Wilkes Art Gallery in North Wilkesboro, NC, Offers Works by Mary-Ann Prack

The Wilkes Art Gallery in North Wilkesboro, NC, will present the exhibit, Figures and Faces - In the Abstract, featuring drawings, paintings and sculpture by Mary-Ann Prack. The exhibit will be on view from July 13 through Aug. 18, 2007.

Mary-Ann Prack is the essence of a complete artist. Her background in the arts really began over a century ago with the creation of an architectural design firm in Pittsburgh, PA, by her grandfather. Prack & Prack, A & E, became the quiet start of an iconic architectural, engineering, interiors, and fine art family tradition that has spanned three generations, two countries, includes several different Prack families and lives on today in the art work of Prack and her siblings.

Prack's early life in Ontario, Canada, was dominated by art and design. She chose to study, first painting and drawing, and later sculpture as she grew up. Prack started exhibiting her sculpture while studying at Florida Atlantic University. She also worked with her husband, Bill Maler, on many design commissions for major corporate projects in Fort Lauderdale, FL.

During the 1980s, Prack concentrated totally on developing hand-built ceramics as a sculpture medium; exhibiting her work in a broad range of indoor and outdoor venues. Though she uses ceramics as a material, she does not follow the potter's vessel concept but blazes her own path with clay as a pure sculpture medium; hand-building each piece using stoneware clay slabs, carved line work/textures, and glazes, colors, or stains with a painter's approach to surface treatments.

In 1994, Prack and her family moved to Jefferson, NC. She has fully matured her artistic style into an instantly recognizable abstract expressionist form that continues to gather awards and commendations from critics.

About the body of work exhibited at the Wilkes Art Gallery, Prack writes, "My background includes three generations of family artist tradition encompassing sculpture, painting, and architecture. From this foundation I have developed artwork that transforms my personal vocabulary of form, color, line and texture into what are for me spirited, serious and elegant abstractions of the human form.
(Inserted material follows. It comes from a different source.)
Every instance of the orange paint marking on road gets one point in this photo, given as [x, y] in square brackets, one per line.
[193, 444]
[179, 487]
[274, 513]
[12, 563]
I treat the figure, and especially the face as a multi-dimensional "tabula rasa", to be filled with hidden gestures, emotions and subconscious thoughts made more visible by my personal interpretations, but still far from transparent and in need of subjective interpretation by the viewer. Thus, my work stems from an intuitive source rather than a response to social trends and movements, moral causes or political statements. My subjects are vehicles which connect my inner spirit to a tangible artwork that has its own individual presence, spirit, timelessness and mystery."